- Date: Usually the 3rd Saturday in May
- Location: New York City
- Event type: Road
- Distance: Half marathon 13.109 miles (21.097 km)
- Primary sponsor: RBC
- Established: 1983 (43 years ago)
- Course records: 1:03:05 (men) 1:11:24 (women)
- Participants: 30,341 finishers (2026)

= Brooklyn Half Marathon =

American race

The Brooklyn Half Marathon, currently branded as the RBC Brooklyn Half Marathon, is an annual half marathon run through New York City’s borough of Brooklyn. Since 2023, it has been the largest half marathon in the United States by participation, with over 30,000 runners. The race was founded in 1983 and is organized by New York Road Runners, which also administers the New York City Marathon.

==Course==
The race begins southbound on Washington Avenue adjacent to the Brooklyn Botanic Garden, before turning northwest on Flatbush Avenue. Runners do a full circle of Grand Army Plaza before returning southeast on Flatbush Avenue and running along the border of Prospect Park. The course enters the park at Machate Circle on the southwest corner. Runners complete a full loop of Prospect Park in a counterclockwise direction. On the east side of the park (miles 4-5), the terrain is mostly uphill, while the west side of the park (miles 6-7) is mostly downhill. The 10 km marker is located near Bartel-Pritchard Square.

Runners exit the park at Machate Circle and proceed southbound on Ocean Parkway for approximately 5.5 miles. This stretch is predominantly flat. With less than a mile to go, runners turn west onto Surf Avenue, before joining the Coney Island Boardwalk at W 10th St. The final 200 meters of the race is on the wood surface of the boardwalk.

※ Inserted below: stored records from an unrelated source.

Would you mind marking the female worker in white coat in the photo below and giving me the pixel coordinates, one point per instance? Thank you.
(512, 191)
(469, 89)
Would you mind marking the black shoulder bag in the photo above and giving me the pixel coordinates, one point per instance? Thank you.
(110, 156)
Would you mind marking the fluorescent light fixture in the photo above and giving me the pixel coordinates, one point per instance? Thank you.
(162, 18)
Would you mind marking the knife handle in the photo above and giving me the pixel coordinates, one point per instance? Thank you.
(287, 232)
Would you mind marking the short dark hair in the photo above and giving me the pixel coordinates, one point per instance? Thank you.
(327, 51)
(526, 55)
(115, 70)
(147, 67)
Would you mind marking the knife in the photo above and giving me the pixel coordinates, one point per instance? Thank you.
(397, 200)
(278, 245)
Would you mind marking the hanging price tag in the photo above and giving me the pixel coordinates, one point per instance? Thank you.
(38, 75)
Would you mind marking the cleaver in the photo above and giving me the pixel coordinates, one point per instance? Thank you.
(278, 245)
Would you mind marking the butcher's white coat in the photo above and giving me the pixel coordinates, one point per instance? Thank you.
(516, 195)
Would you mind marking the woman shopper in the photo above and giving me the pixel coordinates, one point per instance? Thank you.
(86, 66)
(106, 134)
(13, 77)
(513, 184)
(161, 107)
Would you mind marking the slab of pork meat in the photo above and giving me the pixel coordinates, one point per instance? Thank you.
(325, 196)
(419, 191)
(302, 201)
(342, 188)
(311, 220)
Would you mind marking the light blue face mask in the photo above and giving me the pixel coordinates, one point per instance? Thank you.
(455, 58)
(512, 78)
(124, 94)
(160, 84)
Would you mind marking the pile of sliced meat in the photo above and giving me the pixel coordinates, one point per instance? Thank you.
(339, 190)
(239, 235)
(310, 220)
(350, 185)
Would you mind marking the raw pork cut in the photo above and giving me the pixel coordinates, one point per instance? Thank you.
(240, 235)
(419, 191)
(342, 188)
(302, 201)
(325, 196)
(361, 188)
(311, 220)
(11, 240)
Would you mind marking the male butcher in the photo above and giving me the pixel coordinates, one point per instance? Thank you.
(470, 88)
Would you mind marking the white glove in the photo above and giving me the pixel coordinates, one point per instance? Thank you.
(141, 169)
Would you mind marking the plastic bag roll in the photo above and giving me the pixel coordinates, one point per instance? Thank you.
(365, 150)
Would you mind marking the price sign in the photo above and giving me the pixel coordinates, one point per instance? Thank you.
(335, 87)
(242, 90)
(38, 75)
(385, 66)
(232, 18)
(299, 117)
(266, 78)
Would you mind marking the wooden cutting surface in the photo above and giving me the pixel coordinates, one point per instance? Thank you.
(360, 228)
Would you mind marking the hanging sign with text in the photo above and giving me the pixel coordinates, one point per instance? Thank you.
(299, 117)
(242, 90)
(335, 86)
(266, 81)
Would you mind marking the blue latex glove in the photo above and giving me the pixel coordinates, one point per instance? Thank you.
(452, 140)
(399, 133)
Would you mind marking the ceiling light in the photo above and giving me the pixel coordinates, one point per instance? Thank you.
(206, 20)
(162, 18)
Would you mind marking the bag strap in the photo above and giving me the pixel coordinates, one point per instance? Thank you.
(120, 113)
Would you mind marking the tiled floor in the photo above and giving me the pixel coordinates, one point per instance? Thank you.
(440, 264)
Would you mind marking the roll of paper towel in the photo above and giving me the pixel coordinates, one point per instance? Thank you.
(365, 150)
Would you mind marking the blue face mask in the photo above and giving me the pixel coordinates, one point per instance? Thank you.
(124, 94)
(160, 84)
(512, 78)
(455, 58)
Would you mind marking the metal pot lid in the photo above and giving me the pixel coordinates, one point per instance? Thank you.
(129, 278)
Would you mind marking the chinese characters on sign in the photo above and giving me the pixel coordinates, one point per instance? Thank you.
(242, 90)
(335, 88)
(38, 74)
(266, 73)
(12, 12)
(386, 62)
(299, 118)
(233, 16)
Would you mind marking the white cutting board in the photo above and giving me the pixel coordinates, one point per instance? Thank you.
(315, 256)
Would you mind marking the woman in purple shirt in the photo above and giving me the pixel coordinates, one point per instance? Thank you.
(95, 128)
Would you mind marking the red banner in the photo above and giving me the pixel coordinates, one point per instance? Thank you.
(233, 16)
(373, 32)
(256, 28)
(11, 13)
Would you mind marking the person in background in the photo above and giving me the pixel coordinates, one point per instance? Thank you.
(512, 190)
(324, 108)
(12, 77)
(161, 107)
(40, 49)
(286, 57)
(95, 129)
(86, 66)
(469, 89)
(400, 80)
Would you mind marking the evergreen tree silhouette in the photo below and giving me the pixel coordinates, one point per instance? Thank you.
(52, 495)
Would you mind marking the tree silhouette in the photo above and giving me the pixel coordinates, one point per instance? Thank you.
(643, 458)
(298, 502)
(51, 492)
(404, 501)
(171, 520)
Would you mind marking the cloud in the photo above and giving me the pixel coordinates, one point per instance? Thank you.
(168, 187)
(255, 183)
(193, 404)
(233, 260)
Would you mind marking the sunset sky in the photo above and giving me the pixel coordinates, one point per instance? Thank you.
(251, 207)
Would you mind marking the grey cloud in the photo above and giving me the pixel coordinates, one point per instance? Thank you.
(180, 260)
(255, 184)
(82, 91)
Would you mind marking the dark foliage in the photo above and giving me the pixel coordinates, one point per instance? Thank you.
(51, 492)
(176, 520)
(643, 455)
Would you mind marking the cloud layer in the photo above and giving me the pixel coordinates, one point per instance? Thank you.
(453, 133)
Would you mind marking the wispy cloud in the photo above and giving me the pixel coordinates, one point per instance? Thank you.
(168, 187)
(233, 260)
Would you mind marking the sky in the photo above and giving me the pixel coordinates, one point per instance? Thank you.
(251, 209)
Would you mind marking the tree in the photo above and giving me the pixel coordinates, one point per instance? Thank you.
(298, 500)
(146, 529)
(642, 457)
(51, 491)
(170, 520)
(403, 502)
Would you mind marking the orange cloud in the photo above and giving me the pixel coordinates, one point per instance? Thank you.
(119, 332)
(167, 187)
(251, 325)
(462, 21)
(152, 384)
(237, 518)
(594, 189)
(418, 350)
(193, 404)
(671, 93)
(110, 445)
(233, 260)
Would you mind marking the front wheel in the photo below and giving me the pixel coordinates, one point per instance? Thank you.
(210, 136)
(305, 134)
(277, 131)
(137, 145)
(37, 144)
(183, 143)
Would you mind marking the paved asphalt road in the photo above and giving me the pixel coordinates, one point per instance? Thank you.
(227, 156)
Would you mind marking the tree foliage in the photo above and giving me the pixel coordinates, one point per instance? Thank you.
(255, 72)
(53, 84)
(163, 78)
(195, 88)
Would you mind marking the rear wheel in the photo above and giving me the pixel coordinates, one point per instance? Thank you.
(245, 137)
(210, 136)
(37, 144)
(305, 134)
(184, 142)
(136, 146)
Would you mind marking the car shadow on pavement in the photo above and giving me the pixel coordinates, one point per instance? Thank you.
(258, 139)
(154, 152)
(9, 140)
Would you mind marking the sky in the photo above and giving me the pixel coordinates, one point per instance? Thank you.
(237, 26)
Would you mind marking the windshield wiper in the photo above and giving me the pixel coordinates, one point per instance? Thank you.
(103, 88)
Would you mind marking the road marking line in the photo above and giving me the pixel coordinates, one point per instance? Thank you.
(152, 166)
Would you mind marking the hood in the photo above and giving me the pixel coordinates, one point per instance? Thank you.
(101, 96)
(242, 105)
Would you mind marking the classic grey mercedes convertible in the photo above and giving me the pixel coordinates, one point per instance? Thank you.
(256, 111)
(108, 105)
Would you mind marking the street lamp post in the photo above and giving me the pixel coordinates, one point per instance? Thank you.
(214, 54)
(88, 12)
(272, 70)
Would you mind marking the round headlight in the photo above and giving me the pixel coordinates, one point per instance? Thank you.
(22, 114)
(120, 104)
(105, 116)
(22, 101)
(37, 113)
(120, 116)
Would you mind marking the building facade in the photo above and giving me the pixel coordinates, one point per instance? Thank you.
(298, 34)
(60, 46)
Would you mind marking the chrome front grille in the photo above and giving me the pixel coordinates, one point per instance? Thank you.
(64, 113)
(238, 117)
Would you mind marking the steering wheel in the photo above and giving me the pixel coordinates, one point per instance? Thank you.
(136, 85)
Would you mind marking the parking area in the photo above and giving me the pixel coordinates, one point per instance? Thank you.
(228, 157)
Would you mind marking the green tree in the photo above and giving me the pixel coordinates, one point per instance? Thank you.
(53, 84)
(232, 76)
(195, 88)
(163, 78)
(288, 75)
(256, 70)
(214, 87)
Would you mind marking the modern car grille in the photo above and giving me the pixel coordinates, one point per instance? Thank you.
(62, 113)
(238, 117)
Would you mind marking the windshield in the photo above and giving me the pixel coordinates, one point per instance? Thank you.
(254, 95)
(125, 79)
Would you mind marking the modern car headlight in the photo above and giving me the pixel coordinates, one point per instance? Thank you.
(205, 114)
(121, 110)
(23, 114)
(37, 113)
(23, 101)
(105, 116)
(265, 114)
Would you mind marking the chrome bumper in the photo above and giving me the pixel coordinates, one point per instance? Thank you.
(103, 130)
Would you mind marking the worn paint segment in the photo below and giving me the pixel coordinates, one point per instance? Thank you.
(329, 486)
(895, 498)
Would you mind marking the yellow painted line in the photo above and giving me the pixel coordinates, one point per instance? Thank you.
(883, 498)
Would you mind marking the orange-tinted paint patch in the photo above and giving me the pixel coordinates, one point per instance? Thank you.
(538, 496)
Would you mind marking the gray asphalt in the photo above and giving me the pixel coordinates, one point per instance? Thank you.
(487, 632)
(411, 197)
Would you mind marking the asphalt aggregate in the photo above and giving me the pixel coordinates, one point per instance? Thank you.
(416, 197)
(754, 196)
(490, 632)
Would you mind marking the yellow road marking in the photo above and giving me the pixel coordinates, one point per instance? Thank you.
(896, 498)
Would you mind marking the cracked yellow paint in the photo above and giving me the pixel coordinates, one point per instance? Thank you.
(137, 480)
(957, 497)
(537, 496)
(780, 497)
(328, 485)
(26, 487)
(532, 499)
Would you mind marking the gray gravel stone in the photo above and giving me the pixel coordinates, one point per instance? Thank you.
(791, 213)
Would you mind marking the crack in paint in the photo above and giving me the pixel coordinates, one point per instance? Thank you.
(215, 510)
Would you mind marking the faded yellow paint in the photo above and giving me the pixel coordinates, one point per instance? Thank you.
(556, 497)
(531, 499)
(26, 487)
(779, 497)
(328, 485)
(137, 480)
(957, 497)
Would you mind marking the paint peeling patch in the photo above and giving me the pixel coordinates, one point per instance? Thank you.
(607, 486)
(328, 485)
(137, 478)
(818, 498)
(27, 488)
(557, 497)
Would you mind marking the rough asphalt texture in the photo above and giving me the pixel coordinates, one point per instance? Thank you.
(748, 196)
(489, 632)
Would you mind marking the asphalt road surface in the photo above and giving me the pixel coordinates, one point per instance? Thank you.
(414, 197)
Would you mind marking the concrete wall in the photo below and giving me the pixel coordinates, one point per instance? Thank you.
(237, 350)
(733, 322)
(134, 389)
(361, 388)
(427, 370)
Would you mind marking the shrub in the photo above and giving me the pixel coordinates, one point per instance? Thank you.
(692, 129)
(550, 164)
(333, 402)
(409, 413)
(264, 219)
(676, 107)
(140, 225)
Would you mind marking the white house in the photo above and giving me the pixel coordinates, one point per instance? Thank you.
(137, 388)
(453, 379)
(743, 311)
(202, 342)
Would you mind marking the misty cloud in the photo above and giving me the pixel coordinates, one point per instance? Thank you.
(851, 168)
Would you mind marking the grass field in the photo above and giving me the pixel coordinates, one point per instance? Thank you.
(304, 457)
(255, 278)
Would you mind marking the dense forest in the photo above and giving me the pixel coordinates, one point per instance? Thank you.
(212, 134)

Due to the hills and warm, humid conditions, the Brooklyn Half can be a dangerous race for inexperienced runners. A competitor died in both the 2022 and 2025 events as a result of heat and exertion related symptoms.

==Prize Money==
The top male, female, and non-binary finishers receive $2,000. There is also a category for Brooklyn residents, with male, female, and non-binary winners earning $500.